Here’s the magic part:

* Lasso can make some weights **exactly zero**!
* When a weight is zero, that feature is **not used at all**—it’s like it disappeared!
* So Lasso automatically keeps the most useful columns and ignores the rest.

---

## Real-World Example

Suppose you want to predict the price of a toy using:

* color
* weight
* brand
* barcode number

But only **weight** and **brand** really matter.
Lasso can figure this out and set the other weights (like color and barcode) to **zero**!
So your final formula only uses the important features.

---

## Quick Comparison (Lasso vs Ridge)

|         | Ridge Regression      | **Lasso Regression**            |
| ------- | --------------------- | ------------------------------- |
| Penalty | Adds squared weights  | Adds absolute values of weights |
| Effect  | Makes weights smaller | Makes some weights exactly zero |
| Use     | Keeps all features    | **Removes useless features**    |

---

## Simple Analogy

Think of Lasso as a smart robot that:

* **Keeps only the things you need**
* **Throws away** (sets to zero) the things you don’t!

---

## Bottom Line

* **Lasso Regression** = Linear Regression + L1 Regularization
* **L1 Regularization** helps the model pick only the best features by setting others to zero
* This makes your model **simpler and smarter**!

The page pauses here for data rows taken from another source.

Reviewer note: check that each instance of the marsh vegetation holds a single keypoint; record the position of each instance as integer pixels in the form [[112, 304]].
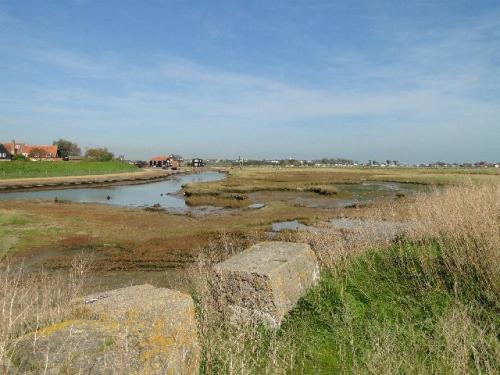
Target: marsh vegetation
[[422, 301]]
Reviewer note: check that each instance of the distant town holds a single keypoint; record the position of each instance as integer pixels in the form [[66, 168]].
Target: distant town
[[64, 150]]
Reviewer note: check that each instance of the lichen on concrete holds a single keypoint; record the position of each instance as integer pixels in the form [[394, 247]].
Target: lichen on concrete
[[264, 282]]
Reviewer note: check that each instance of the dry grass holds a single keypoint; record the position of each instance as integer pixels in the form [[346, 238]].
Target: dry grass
[[438, 281], [253, 179], [425, 301], [29, 301]]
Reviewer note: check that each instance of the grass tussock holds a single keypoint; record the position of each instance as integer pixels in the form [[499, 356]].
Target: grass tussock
[[32, 300], [424, 300]]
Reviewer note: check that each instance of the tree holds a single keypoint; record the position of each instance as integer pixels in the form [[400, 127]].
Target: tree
[[67, 148], [99, 154], [38, 153]]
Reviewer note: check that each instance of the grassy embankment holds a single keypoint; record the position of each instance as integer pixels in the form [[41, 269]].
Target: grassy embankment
[[38, 169], [124, 239], [427, 302]]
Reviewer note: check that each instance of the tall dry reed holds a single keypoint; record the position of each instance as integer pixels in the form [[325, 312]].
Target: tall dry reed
[[31, 300]]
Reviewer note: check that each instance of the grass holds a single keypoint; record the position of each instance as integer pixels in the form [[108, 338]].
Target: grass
[[40, 169], [323, 180], [384, 314], [427, 302]]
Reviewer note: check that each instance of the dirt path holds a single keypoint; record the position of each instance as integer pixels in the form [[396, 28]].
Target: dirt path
[[75, 181]]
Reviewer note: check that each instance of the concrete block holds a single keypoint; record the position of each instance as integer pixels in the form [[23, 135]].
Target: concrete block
[[264, 282], [135, 330]]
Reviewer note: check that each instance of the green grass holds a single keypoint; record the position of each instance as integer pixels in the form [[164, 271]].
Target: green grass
[[384, 314], [29, 169]]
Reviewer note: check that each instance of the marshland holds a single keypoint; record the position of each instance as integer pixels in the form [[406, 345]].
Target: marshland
[[428, 292]]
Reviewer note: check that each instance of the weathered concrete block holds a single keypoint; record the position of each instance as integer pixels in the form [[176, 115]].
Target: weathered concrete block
[[264, 282], [135, 330]]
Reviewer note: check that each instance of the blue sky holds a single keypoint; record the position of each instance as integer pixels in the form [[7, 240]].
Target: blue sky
[[409, 80]]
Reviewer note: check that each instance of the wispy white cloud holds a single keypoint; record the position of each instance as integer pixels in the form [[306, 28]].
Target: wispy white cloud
[[435, 81]]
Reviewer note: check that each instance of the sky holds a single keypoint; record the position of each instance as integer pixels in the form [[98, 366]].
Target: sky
[[415, 81]]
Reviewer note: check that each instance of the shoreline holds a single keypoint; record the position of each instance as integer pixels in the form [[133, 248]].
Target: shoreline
[[75, 182]]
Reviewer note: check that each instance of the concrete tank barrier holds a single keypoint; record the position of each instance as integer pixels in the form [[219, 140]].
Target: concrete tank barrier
[[135, 330], [264, 282]]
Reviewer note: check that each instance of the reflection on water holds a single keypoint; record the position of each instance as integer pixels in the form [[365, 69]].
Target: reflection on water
[[131, 195]]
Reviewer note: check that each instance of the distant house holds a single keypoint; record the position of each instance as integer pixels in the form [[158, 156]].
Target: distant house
[[4, 153], [197, 163], [160, 161], [165, 162], [36, 152]]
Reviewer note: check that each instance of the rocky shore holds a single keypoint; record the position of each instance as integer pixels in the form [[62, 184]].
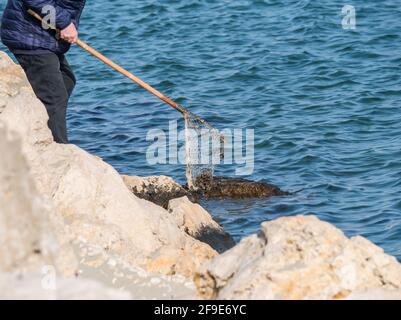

# Lasso Regression _Example

Suppose you want to fit a line:

$$
y = w \cdot x
$$

with some very simple data:

| x | y (actual) |
| - | ---------- |
| 1 | 2          |
| 2 | 4          |
| 3 | 6          |

Let's see how **Lasso Regression** works!

---

## Step 1: Lasso Cost Function

$$
\text{Cost} = \text{Average Error} + \lambda \cdot |w|
$$

Let's pick $\lambda = 1$ (just for example).

---

## Try $w = 2$

$$
y_{\text{predicted}} = 2 \cdot x
$$

| x | y_actual | y_predicted | Error | Error² |
| - | -------- | ----------- | ----- | ------ |
| 1 | 2        | 2           | 0     | 0      |
| 2 | 4        | 4           | 0     | 0      |
| 3 | 6        | 6           | 0     | 0      |

- Total error = $0 + 0 + 0 = 0$
- Average error = $\frac{0}{3} = 0$
- L1 penalty = $1 \times |2| = 2$
- **Total cost = 0 + 2 = 2**

---

## Try $w = 1$

$$
y_{\text{predicted}} = 1 \cdot x
$$

| x | y_actual | y_predicted | Error | Error² |
| - | -------- | ----------- | ----- | ------ |
| 1 | 2        | 1           | 1     | 1      |
| 2 | 4        | 2           | 2     | 4      |
| 3 | 6        | 3           | 3     | 9      |

- Total error = $1 + 4 + 9 = 14$
- Average error = $\frac{14}{3} \approx 4.67$
- L1 penalty = $1 \times |1| = 1$
- **Total cost = 4.67 + 1 = 5.67**

---

## Try $w = 0$

$$
y_{\text{predicted}} = 0 \cdot x = 0
$$

| x | y_actual | y_predicted | Error | Error² |
| - | -------- | ----------- | ----- | ------ |
| 1 | 2        | 0           | 2     | 4      |
| 2 | 4        | 0           | 4     | 16     |
| 3 | 6        | 0           | 6     | 36     |

- Total error = $4 + 16 + 36 = 56$
- Average error = $\frac{56}{3} \approx 18.67$
- L1 penalty = $1 \times |0| = 0$
- **Total cost = 18.67 + 0 = 18.67**

---



## Final Table

| w | Average Error | Penalty \|w\| | Total Cost |
|:---:|:-------------:|:----------:|:----------:|
| 2 | 0.00 | 2 | 2.00 |
| 1 | 4.67 | 1 | 5.67 |
| 0 | 18.67 | 0 | 18.67 |

---

## Final Answer

The **best value for $w$ is 2**, because it gives the lowest total cost!

**But:**
If you used a bigger $\lambda$, sometimes Lasso would set $w = 0$ (removing the feature).

---

# **Key Point:**

- **Lasso can make weights exactly zero** (removes useless features automatically).
- The penalty part, $\lambda |w|$, is called **L1 regularization**.